シュピはすっかり活発になった。
大きな声が出るようになったし、動き回ることも出来るようになった。
今朝も風呂場のドアを激しく叩く音で、文字通り叩き起こされてしまった。
数日前は床に臥していたとはとても思えない。賑やかなのは良い事だが、極端すぎると思う。
まぁ、その方がある意味シュピらしいか。変に納得してしまう。
残念なのは、直接顔を見る事が出来ない事と、私の寝不足が酷い事か。
食事は相変わらずしっかりと摂取している。
見境なく食べてしまうので、正直、食材をわざわざ調理する必要性があるのかは分からない。

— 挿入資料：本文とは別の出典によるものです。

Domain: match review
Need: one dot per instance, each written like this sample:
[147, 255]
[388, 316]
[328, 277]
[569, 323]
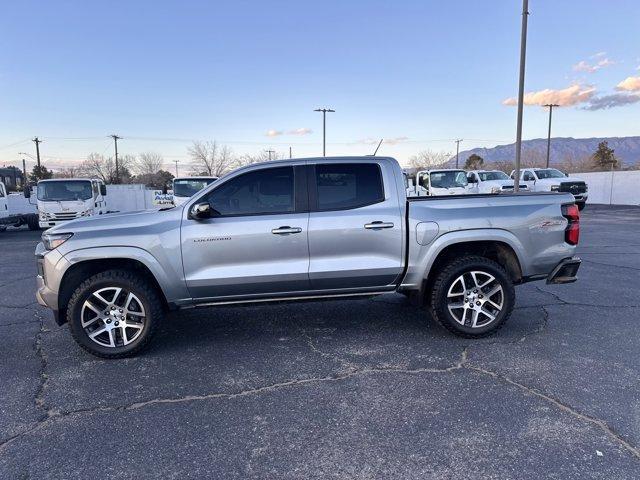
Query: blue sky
[420, 72]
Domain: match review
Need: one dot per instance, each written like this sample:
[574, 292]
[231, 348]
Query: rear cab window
[342, 186]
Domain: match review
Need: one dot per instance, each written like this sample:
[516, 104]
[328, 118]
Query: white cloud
[388, 141]
[612, 101]
[584, 66]
[629, 84]
[300, 131]
[565, 97]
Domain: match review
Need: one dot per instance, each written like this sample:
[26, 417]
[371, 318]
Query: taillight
[572, 232]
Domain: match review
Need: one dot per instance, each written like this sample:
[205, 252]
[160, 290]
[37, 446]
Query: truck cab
[553, 180]
[490, 181]
[185, 187]
[435, 183]
[64, 199]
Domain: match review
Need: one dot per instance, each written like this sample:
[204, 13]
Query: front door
[257, 245]
[355, 226]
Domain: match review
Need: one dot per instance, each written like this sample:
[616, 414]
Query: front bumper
[565, 271]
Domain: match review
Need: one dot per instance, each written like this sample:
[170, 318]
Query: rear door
[355, 230]
[258, 244]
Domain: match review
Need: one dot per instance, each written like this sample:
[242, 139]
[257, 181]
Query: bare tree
[428, 159]
[261, 156]
[211, 158]
[148, 163]
[96, 165]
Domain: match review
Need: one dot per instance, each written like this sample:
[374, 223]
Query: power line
[115, 144]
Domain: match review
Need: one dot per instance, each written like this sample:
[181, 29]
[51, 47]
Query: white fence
[613, 188]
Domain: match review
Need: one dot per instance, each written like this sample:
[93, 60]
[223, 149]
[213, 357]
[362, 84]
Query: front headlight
[54, 240]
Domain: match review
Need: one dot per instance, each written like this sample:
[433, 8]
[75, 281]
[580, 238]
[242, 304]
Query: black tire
[445, 280]
[148, 296]
[32, 222]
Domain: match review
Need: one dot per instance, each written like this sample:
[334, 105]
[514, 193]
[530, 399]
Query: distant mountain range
[627, 149]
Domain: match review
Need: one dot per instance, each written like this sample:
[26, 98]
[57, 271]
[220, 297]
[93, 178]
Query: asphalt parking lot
[358, 389]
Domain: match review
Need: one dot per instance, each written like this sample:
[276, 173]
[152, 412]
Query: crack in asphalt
[44, 378]
[52, 415]
[601, 424]
[610, 264]
[581, 304]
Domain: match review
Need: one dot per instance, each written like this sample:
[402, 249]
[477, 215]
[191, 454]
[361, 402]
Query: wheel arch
[498, 250]
[81, 270]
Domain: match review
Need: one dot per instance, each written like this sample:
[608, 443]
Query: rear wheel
[114, 314]
[472, 297]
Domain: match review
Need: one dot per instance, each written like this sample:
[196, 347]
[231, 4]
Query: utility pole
[550, 105]
[324, 128]
[457, 150]
[37, 141]
[523, 56]
[115, 144]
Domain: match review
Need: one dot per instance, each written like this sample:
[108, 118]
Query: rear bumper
[565, 271]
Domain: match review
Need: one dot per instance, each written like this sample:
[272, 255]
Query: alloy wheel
[113, 317]
[475, 299]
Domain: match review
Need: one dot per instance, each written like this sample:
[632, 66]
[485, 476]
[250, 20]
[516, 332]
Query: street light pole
[523, 56]
[324, 128]
[550, 105]
[115, 144]
[457, 150]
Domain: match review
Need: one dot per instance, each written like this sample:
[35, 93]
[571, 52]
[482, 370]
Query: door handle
[377, 225]
[286, 230]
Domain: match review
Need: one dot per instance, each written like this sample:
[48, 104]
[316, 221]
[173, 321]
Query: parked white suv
[490, 181]
[553, 180]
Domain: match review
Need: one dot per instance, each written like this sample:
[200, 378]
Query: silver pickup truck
[304, 229]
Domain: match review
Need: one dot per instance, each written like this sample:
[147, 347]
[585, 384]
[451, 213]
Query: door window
[265, 191]
[343, 186]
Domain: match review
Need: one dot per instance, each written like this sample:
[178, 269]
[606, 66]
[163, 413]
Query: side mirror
[202, 210]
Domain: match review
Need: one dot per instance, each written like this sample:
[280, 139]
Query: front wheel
[114, 314]
[472, 297]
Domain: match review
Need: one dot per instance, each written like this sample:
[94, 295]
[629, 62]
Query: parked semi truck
[15, 219]
[490, 181]
[304, 229]
[435, 183]
[64, 199]
[186, 187]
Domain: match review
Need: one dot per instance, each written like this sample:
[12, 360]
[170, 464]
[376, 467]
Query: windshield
[64, 190]
[186, 187]
[486, 176]
[549, 173]
[450, 179]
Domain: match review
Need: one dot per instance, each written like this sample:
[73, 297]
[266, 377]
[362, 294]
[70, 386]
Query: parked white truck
[490, 181]
[185, 187]
[553, 180]
[64, 199]
[436, 183]
[14, 219]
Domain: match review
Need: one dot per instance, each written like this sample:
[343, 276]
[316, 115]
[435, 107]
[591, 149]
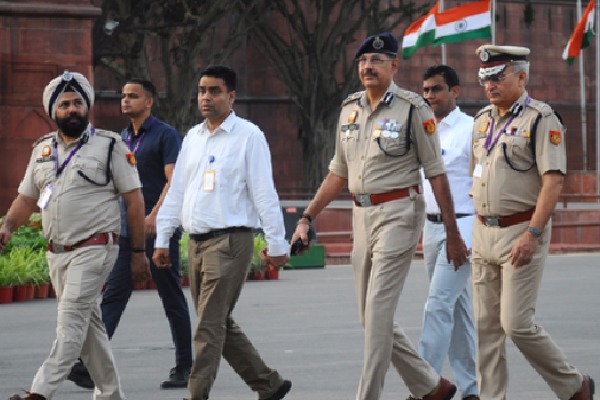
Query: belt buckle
[58, 248]
[492, 221]
[363, 199]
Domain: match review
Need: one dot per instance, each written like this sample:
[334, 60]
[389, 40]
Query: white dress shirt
[243, 193]
[455, 131]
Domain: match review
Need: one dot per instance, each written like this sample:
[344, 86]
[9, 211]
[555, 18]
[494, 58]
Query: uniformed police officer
[75, 176]
[384, 135]
[518, 164]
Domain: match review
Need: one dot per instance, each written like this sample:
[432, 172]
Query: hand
[301, 233]
[140, 268]
[522, 252]
[456, 250]
[274, 261]
[161, 258]
[5, 236]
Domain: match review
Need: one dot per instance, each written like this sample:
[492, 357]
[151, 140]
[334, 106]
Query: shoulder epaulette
[486, 109]
[543, 108]
[108, 134]
[40, 140]
[412, 97]
[352, 97]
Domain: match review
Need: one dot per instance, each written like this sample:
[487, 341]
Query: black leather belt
[97, 239]
[200, 237]
[437, 218]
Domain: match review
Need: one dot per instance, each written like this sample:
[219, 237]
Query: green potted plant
[8, 279]
[256, 267]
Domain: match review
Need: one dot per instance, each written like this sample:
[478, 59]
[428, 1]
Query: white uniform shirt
[243, 194]
[455, 131]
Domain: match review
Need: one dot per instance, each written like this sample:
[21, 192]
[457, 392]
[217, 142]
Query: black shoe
[282, 391]
[30, 396]
[178, 378]
[80, 376]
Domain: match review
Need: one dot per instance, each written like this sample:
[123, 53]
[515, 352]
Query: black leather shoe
[80, 376]
[178, 378]
[30, 396]
[282, 391]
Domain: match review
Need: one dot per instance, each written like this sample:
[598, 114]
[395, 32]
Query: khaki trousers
[218, 269]
[504, 300]
[78, 277]
[385, 240]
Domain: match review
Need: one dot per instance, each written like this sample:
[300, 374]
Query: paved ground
[305, 325]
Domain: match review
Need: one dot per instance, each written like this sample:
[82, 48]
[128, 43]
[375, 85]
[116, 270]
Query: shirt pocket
[87, 167]
[517, 153]
[393, 143]
[349, 141]
[43, 174]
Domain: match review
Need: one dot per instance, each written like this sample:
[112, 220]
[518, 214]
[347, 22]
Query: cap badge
[352, 117]
[67, 76]
[46, 151]
[484, 55]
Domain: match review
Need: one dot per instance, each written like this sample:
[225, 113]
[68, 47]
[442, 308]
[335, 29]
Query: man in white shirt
[448, 327]
[222, 189]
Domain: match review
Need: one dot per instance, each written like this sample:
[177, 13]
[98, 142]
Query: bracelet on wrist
[306, 216]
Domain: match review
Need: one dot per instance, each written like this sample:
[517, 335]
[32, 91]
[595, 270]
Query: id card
[208, 184]
[45, 197]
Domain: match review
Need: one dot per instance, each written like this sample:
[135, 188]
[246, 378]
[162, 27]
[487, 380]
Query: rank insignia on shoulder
[131, 158]
[352, 117]
[387, 99]
[484, 127]
[46, 151]
[555, 137]
[429, 126]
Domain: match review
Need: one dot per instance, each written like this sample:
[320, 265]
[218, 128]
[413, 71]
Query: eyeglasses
[496, 78]
[376, 61]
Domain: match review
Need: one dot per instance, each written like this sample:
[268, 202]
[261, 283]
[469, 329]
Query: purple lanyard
[64, 164]
[489, 145]
[137, 144]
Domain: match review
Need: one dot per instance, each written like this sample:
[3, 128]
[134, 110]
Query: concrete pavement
[306, 326]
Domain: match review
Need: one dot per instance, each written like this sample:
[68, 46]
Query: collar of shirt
[226, 126]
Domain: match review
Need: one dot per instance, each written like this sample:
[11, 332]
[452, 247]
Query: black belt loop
[201, 237]
[437, 218]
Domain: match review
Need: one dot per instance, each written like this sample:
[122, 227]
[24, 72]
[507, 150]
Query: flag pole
[441, 8]
[597, 25]
[582, 100]
[493, 10]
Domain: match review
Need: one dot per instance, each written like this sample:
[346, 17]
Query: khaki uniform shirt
[77, 208]
[363, 138]
[499, 189]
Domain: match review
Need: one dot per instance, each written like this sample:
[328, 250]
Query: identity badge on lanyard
[208, 184]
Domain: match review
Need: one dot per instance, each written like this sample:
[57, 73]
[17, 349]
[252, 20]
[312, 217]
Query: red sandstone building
[41, 38]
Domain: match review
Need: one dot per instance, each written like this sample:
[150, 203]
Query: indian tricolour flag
[469, 21]
[420, 33]
[582, 36]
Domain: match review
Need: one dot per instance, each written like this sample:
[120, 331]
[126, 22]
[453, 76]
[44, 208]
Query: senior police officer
[518, 164]
[75, 176]
[384, 135]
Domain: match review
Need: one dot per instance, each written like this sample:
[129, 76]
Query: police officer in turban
[75, 176]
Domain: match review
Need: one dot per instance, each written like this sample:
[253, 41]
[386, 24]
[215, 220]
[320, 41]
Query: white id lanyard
[208, 183]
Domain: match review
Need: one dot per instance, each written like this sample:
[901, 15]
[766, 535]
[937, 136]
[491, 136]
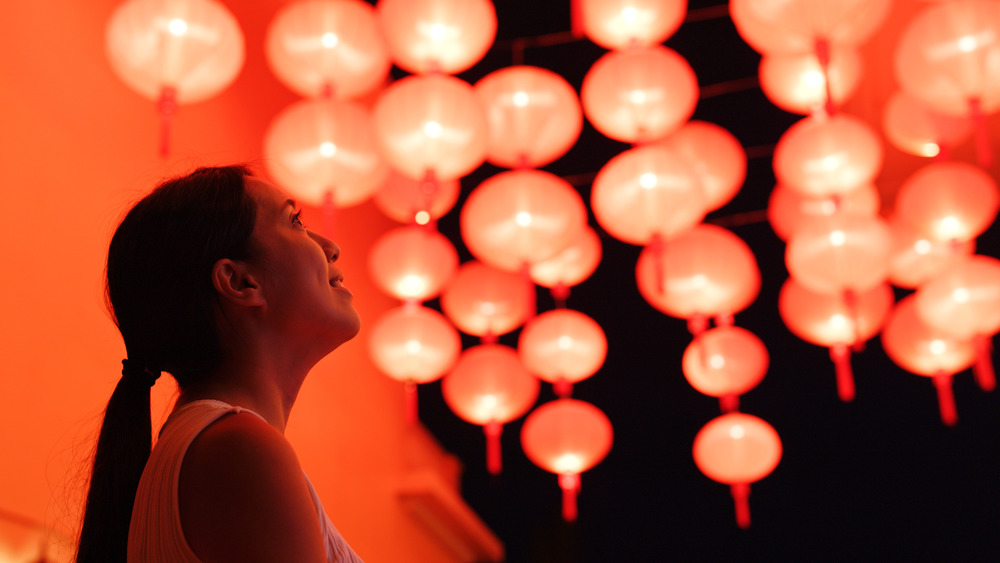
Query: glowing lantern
[534, 116]
[787, 209]
[413, 344]
[490, 387]
[174, 52]
[432, 126]
[704, 272]
[737, 449]
[562, 347]
[324, 152]
[567, 437]
[949, 201]
[520, 217]
[412, 263]
[617, 24]
[484, 301]
[725, 362]
[920, 349]
[437, 35]
[646, 192]
[639, 95]
[826, 156]
[837, 323]
[318, 47]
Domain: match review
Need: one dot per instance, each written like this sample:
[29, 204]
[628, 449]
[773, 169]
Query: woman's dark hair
[160, 293]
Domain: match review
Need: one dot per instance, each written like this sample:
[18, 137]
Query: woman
[213, 278]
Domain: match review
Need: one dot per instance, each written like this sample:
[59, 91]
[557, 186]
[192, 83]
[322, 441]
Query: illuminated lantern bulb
[618, 24]
[923, 350]
[446, 36]
[317, 47]
[412, 263]
[737, 449]
[431, 125]
[520, 217]
[567, 437]
[562, 347]
[949, 201]
[787, 209]
[484, 301]
[534, 116]
[834, 322]
[647, 192]
[715, 155]
[826, 156]
[725, 362]
[324, 151]
[639, 95]
[490, 387]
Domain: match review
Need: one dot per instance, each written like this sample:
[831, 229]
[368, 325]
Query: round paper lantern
[562, 347]
[787, 209]
[484, 301]
[431, 125]
[437, 35]
[715, 155]
[317, 47]
[646, 192]
[322, 150]
[490, 387]
[617, 24]
[639, 95]
[534, 116]
[949, 201]
[567, 437]
[737, 449]
[520, 217]
[923, 350]
[825, 156]
[412, 263]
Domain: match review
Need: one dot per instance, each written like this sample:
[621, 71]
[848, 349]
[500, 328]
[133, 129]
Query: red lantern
[567, 437]
[639, 95]
[318, 47]
[737, 449]
[534, 116]
[437, 35]
[490, 387]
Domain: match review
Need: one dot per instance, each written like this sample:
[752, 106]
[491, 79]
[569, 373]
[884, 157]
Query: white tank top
[155, 534]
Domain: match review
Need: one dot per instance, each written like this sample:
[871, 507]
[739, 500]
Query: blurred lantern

しかし、そこに関してだけはシュピの尊厳というものをしっかりと守ってやりたい。
どんな状況に置かれても、シュピらしさを守り続ける事が出来れば、それは生きているという事だから。
そう思って、私は鍋を振うのだ。
もう、シュピから離れる事は殆ど無い。
仕事は辞めたし、食材も買い込んでおいた。
無くなればまた行かなければならないが、そう回数も多くならないだろう。
状況によっては、行けなくなるだろう。
でも、それならそれでいい。ダメなら、それまでだ。
決して見放すという訳ではない。
近い将来に避けられない運命があると分かっている今、大切なのはその時まで歩き続ける事だ。
私が望んでいたのは平凡な"日常"。
その"日常"の先にある未来。結果はどうでも良い事なのだと、今になって気づいたのだった。